On nous conduit ensuite à une table sous la tente pour nous servir de l'atole et nous proposer du pain sucré fait maison. L'atole (cette boisson consistante à base de maïs) est très, trop sucré… les pains aussi. J'imagine que cet excès de douceur est destiné à calmer la peine. On a souvent envie de sucre après avoir eu un gros chagrin.
J'ai l'impression de prendre un petit déjeuner avant d'aller me coucher. Sauf que nous sommes loin de l'heure du coucher, et que je ne le sais pas…

Sourire

Vient nous rejoindre à la table un des anciens compañeros de la CNUC, cousin du mort, qu'ils n'ont pas vu depuis très longtemps car son travail l'a éloigné de Tlaxcala. Ce sont des retrouvailles joyeuses, des éclats de rire, sans que personne n'y trouve à redire car nous sommes en plein dans la vie, donc dans la mort.
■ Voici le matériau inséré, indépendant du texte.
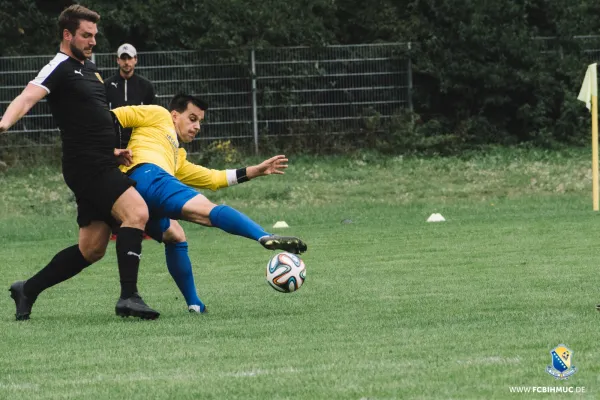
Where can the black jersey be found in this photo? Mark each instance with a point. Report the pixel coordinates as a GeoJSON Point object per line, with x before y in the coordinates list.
{"type": "Point", "coordinates": [77, 100]}
{"type": "Point", "coordinates": [134, 91]}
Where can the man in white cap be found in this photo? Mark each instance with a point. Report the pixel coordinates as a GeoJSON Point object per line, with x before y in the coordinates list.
{"type": "Point", "coordinates": [127, 88]}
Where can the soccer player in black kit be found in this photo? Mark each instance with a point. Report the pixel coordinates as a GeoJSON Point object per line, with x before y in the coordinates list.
{"type": "Point", "coordinates": [105, 196]}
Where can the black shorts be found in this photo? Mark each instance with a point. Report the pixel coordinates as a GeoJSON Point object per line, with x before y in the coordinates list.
{"type": "Point", "coordinates": [96, 196]}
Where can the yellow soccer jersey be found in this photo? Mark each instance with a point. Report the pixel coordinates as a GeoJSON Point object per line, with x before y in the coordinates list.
{"type": "Point", "coordinates": [154, 141]}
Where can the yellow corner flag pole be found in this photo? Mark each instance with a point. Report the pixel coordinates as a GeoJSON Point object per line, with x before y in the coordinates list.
{"type": "Point", "coordinates": [589, 95]}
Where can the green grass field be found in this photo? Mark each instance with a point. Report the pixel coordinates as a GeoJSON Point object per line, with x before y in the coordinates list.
{"type": "Point", "coordinates": [393, 307]}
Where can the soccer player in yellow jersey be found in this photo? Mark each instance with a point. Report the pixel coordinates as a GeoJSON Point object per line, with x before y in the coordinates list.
{"type": "Point", "coordinates": [165, 179]}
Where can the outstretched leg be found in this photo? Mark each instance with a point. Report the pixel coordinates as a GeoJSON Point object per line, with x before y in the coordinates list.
{"type": "Point", "coordinates": [201, 211]}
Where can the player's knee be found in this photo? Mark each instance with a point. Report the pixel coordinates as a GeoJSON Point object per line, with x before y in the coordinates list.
{"type": "Point", "coordinates": [93, 254]}
{"type": "Point", "coordinates": [175, 234]}
{"type": "Point", "coordinates": [136, 216]}
{"type": "Point", "coordinates": [198, 210]}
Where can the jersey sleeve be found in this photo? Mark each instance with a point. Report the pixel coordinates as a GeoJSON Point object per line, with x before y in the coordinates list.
{"type": "Point", "coordinates": [197, 176]}
{"type": "Point", "coordinates": [150, 97]}
{"type": "Point", "coordinates": [50, 77]}
{"type": "Point", "coordinates": [136, 116]}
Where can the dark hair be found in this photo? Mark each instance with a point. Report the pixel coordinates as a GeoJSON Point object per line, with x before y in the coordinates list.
{"type": "Point", "coordinates": [180, 101]}
{"type": "Point", "coordinates": [71, 17]}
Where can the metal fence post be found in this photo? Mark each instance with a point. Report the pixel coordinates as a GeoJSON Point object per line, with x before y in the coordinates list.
{"type": "Point", "coordinates": [254, 106]}
{"type": "Point", "coordinates": [409, 78]}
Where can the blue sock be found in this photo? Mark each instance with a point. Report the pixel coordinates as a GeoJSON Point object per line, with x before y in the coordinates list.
{"type": "Point", "coordinates": [232, 221]}
{"type": "Point", "coordinates": [180, 268]}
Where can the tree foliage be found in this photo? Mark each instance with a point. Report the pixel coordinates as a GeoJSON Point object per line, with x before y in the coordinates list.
{"type": "Point", "coordinates": [480, 74]}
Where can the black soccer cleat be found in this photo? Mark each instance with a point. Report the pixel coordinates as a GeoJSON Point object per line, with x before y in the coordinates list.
{"type": "Point", "coordinates": [134, 306]}
{"type": "Point", "coordinates": [286, 243]}
{"type": "Point", "coordinates": [22, 302]}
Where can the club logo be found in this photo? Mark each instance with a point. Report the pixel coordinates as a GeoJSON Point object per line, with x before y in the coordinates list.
{"type": "Point", "coordinates": [562, 363]}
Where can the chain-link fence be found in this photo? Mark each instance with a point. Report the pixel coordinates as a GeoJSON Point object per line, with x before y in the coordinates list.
{"type": "Point", "coordinates": [251, 93]}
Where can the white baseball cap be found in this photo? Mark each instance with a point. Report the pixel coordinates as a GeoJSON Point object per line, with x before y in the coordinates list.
{"type": "Point", "coordinates": [126, 48]}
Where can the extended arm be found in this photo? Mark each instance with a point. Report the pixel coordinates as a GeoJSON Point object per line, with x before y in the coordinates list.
{"type": "Point", "coordinates": [21, 105]}
{"type": "Point", "coordinates": [204, 178]}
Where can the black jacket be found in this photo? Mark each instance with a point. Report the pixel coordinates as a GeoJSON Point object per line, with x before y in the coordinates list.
{"type": "Point", "coordinates": [134, 91]}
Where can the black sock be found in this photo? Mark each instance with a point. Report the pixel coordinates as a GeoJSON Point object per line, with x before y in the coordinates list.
{"type": "Point", "coordinates": [65, 264]}
{"type": "Point", "coordinates": [129, 254]}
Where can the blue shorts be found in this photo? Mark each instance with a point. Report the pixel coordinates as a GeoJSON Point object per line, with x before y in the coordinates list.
{"type": "Point", "coordinates": [164, 195]}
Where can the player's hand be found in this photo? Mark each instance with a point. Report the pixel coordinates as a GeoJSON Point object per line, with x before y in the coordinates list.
{"type": "Point", "coordinates": [124, 156]}
{"type": "Point", "coordinates": [274, 165]}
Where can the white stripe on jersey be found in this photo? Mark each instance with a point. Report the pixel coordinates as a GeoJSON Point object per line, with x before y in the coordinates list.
{"type": "Point", "coordinates": [47, 70]}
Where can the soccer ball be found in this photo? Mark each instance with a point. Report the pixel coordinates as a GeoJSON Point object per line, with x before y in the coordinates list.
{"type": "Point", "coordinates": [285, 272]}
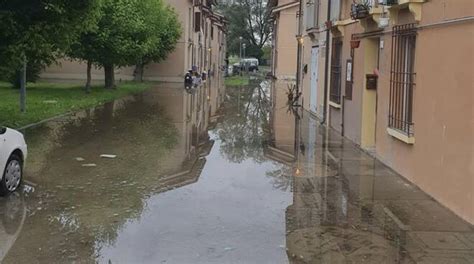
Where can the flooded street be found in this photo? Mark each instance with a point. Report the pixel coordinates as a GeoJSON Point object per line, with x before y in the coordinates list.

Nous tirons notre révérence à la famille endeuillée, qui nous remercie chaleureusement d'être venus, tous, même moi. Le copain retrouvé nous amène alors chez lui, nous installe à table et nous sert un molle poblano de poulet (sauce chocolat) ! L'atole m'a tant “remplie” que je ne peux rien avaler… mais pour ne pas vexer le compañero, me voilà en train de grignotter son poulet (servi avec riz et haricots noirs) ! Quelle horreur ! Je vais éclater ! Il est 1h du matin et je n'en peux plus. Vue l'heure, mon cerveau est fermé à l'espagnol : je décroche de la conversation et lutte contre le sommeil, avec une panse sur le point d'exploser. Enfin, nous levons le camp sur le coup de 3h et rentrons au bercail où je vais pouvoir m'allonger. Pas le temps de faire la queue pour les w.c., je vais derrière la maison, accompagnée de Diego le rottweiler qui pense qu'on va jouer (à cette heure !) et vais ensuite faire mon lit à base de coussins, dans le bureau devenu ma chambre. Le lendemain, en rédigeant mes notes, je me souviens que j'avais trouvé l'ambiance funèbre des plus “surréalistes” et gaies.

Je n'avais pas encore vécu la Toussaint au Mexique. L'année suivante, à Oaxaca, j'ai pu prendre conscience de cette joyeuse légèreté avec laquelle les Mexicains vivent avec la mort.La Toussaint commence sérieusement une bonne quinzaine de jours avant le 31 octobre.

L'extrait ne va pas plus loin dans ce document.